Zero privacy, moltissima sicurezza. Qualcosa del tutto inapplicabile in Italia, come notato anche il consigliere comunale sino-pratese Marco Wong: «Parliamo di un contesto sociale diverso e sarebbe stato improponibile adottare misure simili qui». Misure a cui invece i cinesi si sottomettono volentieri, come spiega Anita Zhou: «Sono dovuta tornare a casa, a Wenzhou, per questioni familiari. Per un viaggio che normalmente durava 12 ore, ho impiegato quasi un mese: dopo essere partita da Fiumicino, una volta arrivata a Pechino ho dovuto fare la mia prima quarantena in hotel, e la seconda una volta arrivata a destinazione. Ma non è stato un problema: se è un modo per prevenire la pandemia, sono ben contenta di sacrificare il mio tempo».
In nuce si intravede una questione spinosa ben sintetizzata da Federico, che ha un’agenzia viaggi: «Il problema è che se andremo avanti così non ci saranno più cinesi che verranno in Italia, e per il turismo sarà un disastro. Ci guardano come fossimo del terzo mondo». La crisi dunque non risparmia il quadrilatero orientale – ne stanno facendo le spese ristoranti e organizzatori di grandi eventi, come matrimoni e feste – eppure nella zona produttiva del Macrolotto i capannoni, come sempre, sono una sinfonia di produzione: macchine da cucire, auto che caricano in grande quantità capi che si fregiano di essere «Made in Italy», ma anche distributori che diventano un punto di raccolta.
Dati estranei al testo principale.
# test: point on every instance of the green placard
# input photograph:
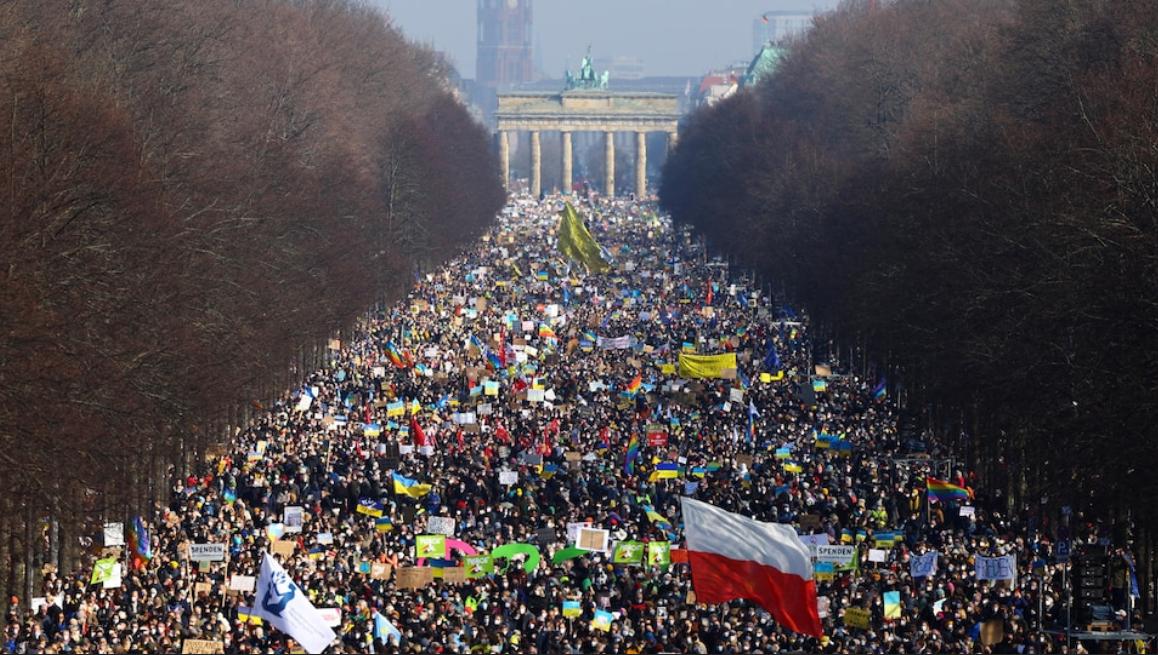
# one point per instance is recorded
(659, 553)
(478, 566)
(628, 552)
Dove un tempo c’erano i bar, adesso ci sono i retrobottega per riunirsi e parlare. Qui incontriamo L., che ha una fabbrica con 50 dipendenti e produce abbigliamento. «Ho mandato mia moglie e i miei figli in Cina» racconta. «Meglio non rischiare di ammalarsi, e mandare a scuola i bambini lì, con i nonni. Anche io fra qualche giorno partirò, e ovviamente mi vaccinerò».
Sono numerose le famiglie che da Prato sono partite, spesso con figli minori. «Non abbiamo ancora numeri certi» commenta l’assessore comunale alla Cultura Simone Mangani «ma è un problema in crescita che riguarda numerosi nuclei che, all’incertezza italiana, hanno preferito le garanzie cinesi». Nel frattempo, la diffidenza italiana è in crescita. Si teme per una data che i cinesi hanno cerchiato in rosso sul calendario: il Capodanno orientale, venerdì 12 febbraio. «Più di qualcuno» spiega Federico, il titolare dell’agenzia di viaggi «già so che sta provando a organizzarsi». In gran segreto, ovviamente. E senza mascherine.